Splits a prediction csv filename to get the information it contains.

Parameters

filename – The filename should consist of the keyword ‘pred’ and 3 identifier: for the framework (in capital letters), the algorithm and the used data set type. Example: ‘pred_FRAMEWORK_Algorithm_TestDataType.csv’

Returns

  • Name of the framework

  • Name of the algorithm

  • Name of the dataset

  • Training data as test data flag

Raises
  • RuntimeError – if the filename is not a csv filename

  • RuntimeWarning – if the filename does not contain the right amount of parameters

atoml_cmp.evaluation.ks_statistic(pred_prob1: pandas.core.series.Series, pred_prob2: pandas.core.series.Series, print_all: bool = True) Tuple[float, float][source]

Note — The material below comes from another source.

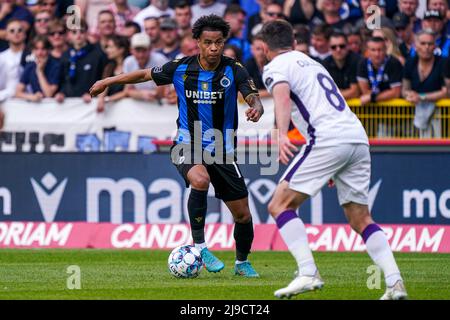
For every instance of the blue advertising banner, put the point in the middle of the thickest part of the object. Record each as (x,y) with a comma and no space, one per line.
(406,188)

Does the Kolmogorov–Smirnov test with two probability distributions.

Parameters
  • pred_prob1 – Series of predicted probabilities (scores)

  • pred_prob2 – Series of predicted probabilities (scores)

  • print_all – if flag is set results are printed in the function

Returns

  • p-value of KS test

  • KS test statistic

atoml_cmp.evaluation.plot_probabilities(algorithms: List[atoml_cmp.evaluation.Algorithm], archive: Optional[atoml_cmp.evaluation.Archive] = None, show_plot=False, print_all: bool = True)[source]

Plots the probability distributions of a list of implementations.

Parameters
  • algorithms – list of implementation instances which probabilities are to plot

  • archive – archive instance which is used to save data

  • show_plot – if flag is set the plot is shown in program

  • print_all – if flag is set results are printed in the function

atoml_cmp.evaluation.set_pandas_print_full_df()[source]

Sets the pandas options to print a full dataframe without cutting of parts.